Whether it’s miscommunication about a project deadline or butting emails over anachronistic operating procedure conflict is an immutable fact of our daily office lives. Conflict can, in fact, become so commonplace that we begin to approach each confrontation with the same knee-jerk preconceptions.
Peg Pickering, author of How to Handle Conflict & Confrontation, believes that in order to maximize your conflict-resolving potential you should first dismantle some wrongheaded but longstanding beliefs. Here’s her list:
1: Conflict, if left alone, will take care of itself.
Like your child crying in public, conflict is tempting to ignore. But, left alone, conflict will fester, morphing into something much less manageable and more corrosive.
2: Confronting an issue or a person is always unpleasant.
Simply untrue, Pickering writes. “Confronting an issue or person simply means putting the items in question on the table to be addressed.” In and of themselves, disagreements don’t require sniping, bad-mouthing or other verbal slingshots. View your next conflict as an opportunity to examine a problem (from different perspectives, of course!) and arrive at a mutually beneficial conclusion.
3: The presence of conflict in an organization is a sign of a poor manager.
Conflicts are as naturally occurring as inclement weather. Quality of management has little to no bearing on their existence. Managerial skill can instead be measured by the manner in which conflicts themselves are handled.
4: Conflict is a sign of low concern for the organization.
Pickering points out that conflict often reflects a high level of investment in an organization. An issue or idea becomes the centerpiece of conflict when multiple individuals care about the result.
5: Anger is always negative and destructive.

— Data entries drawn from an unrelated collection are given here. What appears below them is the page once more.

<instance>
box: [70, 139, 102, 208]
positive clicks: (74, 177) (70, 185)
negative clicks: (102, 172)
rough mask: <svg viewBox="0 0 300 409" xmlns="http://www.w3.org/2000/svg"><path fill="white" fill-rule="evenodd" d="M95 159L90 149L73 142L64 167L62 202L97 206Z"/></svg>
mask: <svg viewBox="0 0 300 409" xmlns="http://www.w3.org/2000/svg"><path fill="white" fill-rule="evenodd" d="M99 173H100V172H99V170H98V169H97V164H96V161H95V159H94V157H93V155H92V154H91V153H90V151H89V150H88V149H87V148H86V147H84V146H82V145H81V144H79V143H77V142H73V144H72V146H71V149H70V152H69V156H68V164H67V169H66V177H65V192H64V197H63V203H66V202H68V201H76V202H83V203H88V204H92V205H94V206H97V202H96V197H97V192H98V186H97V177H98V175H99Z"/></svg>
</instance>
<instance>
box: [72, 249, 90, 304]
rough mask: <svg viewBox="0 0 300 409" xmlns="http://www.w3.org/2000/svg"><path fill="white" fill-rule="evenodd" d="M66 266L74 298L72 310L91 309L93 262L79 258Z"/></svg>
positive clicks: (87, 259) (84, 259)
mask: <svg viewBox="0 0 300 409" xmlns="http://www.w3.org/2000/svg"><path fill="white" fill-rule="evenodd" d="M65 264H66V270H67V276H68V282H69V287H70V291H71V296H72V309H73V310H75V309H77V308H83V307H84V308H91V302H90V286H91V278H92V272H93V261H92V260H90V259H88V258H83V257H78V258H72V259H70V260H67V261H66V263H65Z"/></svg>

Simply stated, anger gets a bad rap. Pickering notes that at lower levels of conflict, anger can be cathartic, letting calmer heads prevail as the discussion evolves into its problem-solving stages. However, Pickering warns, anger at higher levels of conflict is almost always counterproductive. Generally speaking, the higher the level of stress, the more imperative it is to keep your emotions under wraps.